Siendo de Sevilla , he crecido a la orilla de un río presidido por la torre del oro, el único navegable hacia el interior para transportar las riquezas de las Indias. De pequeña, soñaba con la torre de la plata, la gemela ausente al otro lado del río, donde ahora hay un restaurante de postín. Y en la cadena que las unía y franqueaba el acceso a la ciudad.

Soñaba con los relatos que contarían aquellos hombres que volvían del país de nunca jamás.

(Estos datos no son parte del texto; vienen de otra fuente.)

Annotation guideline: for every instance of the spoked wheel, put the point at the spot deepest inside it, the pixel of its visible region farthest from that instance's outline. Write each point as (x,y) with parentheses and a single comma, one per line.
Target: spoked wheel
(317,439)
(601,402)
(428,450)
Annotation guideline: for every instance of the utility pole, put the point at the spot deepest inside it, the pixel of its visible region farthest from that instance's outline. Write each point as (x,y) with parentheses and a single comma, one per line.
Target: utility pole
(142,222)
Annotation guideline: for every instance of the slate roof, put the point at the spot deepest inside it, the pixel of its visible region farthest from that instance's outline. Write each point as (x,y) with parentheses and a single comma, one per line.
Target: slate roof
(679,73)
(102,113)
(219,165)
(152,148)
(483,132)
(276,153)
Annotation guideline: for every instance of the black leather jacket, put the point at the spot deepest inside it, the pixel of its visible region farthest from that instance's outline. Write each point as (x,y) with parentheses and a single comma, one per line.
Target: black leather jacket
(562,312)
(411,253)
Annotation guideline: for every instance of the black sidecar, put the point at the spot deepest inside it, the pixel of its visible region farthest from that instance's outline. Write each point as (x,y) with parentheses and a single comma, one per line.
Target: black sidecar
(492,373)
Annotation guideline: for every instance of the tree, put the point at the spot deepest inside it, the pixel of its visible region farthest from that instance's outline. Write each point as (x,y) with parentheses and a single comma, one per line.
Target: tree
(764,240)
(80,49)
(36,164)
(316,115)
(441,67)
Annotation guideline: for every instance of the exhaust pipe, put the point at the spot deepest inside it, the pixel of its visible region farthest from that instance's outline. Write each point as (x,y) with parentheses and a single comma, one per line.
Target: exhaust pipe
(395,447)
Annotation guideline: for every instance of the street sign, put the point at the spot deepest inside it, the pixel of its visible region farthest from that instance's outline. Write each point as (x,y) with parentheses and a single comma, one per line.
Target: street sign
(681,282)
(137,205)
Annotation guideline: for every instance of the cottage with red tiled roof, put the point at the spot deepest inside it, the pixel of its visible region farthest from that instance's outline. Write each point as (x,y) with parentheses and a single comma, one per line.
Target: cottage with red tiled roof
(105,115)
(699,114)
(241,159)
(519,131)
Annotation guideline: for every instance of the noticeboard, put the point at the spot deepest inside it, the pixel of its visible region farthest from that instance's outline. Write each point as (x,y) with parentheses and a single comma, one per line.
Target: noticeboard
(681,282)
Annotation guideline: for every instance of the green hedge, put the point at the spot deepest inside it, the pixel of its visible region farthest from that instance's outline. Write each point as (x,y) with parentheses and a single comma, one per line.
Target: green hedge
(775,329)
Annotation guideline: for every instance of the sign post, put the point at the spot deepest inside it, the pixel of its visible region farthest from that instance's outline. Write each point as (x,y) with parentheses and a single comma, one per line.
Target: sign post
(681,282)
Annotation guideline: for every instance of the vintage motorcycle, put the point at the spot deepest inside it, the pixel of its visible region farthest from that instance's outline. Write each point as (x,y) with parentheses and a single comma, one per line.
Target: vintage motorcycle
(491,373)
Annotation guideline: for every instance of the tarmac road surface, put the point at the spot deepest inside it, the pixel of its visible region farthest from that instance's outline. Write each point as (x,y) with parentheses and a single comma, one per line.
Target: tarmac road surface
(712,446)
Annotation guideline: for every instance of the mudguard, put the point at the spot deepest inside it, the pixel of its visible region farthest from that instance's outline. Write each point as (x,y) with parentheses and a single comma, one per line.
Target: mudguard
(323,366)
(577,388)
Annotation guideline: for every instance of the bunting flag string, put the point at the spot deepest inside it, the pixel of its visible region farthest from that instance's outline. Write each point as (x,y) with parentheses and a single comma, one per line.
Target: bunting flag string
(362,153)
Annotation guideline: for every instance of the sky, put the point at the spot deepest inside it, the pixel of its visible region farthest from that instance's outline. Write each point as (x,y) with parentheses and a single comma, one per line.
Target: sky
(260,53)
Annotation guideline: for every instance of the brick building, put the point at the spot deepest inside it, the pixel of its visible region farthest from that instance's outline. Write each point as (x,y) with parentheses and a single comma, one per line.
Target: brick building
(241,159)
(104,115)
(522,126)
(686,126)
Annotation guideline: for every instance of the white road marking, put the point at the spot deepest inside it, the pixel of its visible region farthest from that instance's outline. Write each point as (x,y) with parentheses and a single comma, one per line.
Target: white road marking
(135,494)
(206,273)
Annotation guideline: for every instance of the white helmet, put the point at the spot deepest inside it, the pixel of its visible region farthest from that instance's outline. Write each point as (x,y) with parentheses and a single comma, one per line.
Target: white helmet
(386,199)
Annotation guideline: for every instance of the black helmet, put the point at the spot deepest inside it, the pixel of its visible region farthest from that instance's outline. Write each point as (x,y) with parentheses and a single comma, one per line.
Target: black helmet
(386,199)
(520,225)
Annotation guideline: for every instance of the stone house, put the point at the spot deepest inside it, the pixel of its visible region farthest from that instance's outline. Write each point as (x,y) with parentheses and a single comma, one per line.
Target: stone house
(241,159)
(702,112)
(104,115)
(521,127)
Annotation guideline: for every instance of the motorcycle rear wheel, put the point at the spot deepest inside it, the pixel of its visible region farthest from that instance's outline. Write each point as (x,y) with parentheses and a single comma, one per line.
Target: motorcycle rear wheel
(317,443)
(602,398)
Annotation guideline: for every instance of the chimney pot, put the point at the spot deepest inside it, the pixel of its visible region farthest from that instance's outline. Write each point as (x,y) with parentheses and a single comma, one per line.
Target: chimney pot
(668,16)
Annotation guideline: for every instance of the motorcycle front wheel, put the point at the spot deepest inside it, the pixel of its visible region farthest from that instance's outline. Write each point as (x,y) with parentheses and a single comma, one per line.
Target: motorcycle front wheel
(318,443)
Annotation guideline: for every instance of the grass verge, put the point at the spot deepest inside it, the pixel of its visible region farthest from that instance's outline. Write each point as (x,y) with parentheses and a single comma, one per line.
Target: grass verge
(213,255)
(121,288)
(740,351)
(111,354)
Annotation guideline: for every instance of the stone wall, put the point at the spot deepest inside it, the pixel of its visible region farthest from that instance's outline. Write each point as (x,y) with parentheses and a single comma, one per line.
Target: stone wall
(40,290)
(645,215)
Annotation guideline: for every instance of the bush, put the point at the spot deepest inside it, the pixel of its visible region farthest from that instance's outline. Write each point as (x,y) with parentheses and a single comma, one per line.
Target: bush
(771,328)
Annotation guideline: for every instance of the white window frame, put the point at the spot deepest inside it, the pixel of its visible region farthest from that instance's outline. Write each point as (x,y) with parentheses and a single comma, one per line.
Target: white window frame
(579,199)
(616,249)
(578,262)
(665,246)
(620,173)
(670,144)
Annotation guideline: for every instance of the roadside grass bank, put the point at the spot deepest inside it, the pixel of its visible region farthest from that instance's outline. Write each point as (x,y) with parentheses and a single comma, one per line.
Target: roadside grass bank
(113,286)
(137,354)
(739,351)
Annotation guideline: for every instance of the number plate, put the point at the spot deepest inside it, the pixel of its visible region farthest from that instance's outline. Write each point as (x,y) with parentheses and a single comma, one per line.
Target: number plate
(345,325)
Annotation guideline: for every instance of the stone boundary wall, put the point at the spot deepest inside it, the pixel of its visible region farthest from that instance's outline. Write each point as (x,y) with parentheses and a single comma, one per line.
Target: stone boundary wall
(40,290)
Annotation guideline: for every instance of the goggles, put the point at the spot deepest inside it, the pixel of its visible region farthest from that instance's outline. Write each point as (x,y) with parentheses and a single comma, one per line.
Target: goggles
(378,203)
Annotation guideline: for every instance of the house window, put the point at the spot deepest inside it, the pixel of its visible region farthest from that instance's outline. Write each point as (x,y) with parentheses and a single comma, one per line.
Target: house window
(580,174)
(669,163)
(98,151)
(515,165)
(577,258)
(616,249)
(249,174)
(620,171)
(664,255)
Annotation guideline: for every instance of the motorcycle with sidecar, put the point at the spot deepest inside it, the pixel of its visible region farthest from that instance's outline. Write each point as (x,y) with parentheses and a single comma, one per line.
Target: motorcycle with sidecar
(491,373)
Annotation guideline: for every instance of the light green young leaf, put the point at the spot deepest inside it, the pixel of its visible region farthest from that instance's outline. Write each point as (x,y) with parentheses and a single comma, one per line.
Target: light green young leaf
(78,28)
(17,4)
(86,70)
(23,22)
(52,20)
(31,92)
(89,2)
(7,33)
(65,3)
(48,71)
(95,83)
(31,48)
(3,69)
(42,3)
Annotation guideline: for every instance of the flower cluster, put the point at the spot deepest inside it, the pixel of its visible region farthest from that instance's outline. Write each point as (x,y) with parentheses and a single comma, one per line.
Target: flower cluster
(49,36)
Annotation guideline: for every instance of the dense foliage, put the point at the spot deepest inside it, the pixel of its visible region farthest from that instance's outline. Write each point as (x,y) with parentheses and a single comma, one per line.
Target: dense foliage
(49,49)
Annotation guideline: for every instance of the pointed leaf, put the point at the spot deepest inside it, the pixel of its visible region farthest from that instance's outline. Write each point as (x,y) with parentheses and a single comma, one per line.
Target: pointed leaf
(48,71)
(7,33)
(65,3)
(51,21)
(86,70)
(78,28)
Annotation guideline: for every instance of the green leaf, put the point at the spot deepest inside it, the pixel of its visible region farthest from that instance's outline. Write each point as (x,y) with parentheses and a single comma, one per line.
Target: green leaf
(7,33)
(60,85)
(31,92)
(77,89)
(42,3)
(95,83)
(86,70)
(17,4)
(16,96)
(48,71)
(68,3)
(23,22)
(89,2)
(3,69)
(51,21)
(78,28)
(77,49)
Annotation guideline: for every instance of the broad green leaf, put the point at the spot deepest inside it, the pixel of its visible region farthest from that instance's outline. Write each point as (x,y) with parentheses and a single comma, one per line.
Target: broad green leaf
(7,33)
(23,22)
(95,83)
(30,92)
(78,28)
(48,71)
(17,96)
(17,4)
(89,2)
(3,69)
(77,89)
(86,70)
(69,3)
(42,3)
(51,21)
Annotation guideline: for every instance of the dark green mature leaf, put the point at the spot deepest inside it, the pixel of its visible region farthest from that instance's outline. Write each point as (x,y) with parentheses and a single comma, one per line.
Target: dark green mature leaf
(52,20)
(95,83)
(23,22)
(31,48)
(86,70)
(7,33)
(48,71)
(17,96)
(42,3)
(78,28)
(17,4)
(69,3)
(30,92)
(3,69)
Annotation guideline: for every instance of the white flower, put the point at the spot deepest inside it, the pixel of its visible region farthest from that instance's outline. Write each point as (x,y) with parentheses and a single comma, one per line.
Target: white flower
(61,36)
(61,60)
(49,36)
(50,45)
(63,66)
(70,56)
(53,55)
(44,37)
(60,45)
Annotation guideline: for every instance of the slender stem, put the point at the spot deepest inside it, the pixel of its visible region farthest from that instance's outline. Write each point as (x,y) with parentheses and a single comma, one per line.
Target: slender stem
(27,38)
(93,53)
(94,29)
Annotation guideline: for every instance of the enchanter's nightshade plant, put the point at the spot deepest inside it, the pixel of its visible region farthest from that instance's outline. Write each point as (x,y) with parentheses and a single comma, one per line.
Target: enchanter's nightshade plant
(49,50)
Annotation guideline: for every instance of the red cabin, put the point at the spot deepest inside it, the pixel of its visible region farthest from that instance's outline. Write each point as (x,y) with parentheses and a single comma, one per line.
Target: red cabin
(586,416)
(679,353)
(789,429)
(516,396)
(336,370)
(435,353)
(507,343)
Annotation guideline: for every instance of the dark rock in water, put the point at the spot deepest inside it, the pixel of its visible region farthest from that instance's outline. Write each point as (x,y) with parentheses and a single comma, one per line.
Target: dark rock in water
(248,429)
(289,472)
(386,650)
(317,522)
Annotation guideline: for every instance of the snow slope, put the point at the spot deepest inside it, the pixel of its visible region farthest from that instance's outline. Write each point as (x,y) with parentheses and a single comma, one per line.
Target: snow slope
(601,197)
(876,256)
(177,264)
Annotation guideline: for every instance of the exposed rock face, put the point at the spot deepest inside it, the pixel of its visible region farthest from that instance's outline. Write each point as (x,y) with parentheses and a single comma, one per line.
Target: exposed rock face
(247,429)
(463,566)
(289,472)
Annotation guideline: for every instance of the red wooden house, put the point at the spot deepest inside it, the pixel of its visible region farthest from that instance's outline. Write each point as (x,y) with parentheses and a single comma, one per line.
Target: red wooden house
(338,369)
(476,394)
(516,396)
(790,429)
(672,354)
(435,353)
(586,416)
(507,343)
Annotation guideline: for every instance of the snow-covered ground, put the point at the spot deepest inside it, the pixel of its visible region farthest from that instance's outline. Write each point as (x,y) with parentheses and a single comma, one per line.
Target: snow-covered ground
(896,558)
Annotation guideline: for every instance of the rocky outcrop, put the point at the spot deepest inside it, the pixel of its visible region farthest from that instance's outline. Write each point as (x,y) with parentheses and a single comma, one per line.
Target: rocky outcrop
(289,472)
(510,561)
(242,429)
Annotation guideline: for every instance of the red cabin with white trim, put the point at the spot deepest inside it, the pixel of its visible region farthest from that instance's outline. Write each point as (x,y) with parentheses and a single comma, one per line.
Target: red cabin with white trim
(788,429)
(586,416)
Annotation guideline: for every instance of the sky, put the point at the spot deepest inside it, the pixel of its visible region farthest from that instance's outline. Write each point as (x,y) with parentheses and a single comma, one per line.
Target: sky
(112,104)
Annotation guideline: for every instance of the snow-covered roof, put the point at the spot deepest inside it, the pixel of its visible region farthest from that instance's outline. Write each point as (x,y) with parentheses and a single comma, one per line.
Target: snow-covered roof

De una tierra ignota y mágica, donde había alimentos inimaginables, pájaros de mil colores, bestias exóticas y hombres de piel oscura y religión impía que vivían desnudos.

Y como la vida me lo puso por delante, me tocó patearme México casi de pe a pa. Y en uno de esos viajes a Veracruz arribé a una playa salvaje de la misma costa en la que había desembarcado, quinientos años atrás, un porquero loco y extremeño, enano y patizambo, con barbas mesiánicas y ojos de fuego.

Allí, in situ , y tras unas cuantas biografías de Cortés a las espaldas, sintiéndome más pinche Malinche que nunca, comprendí mi querencia en la vida, mi fascinación por ese momento de la historia, por ese brote de genialidad que solo pueden permitirse el amor o la locura y que me deja sin refugio posible: quemar las naves.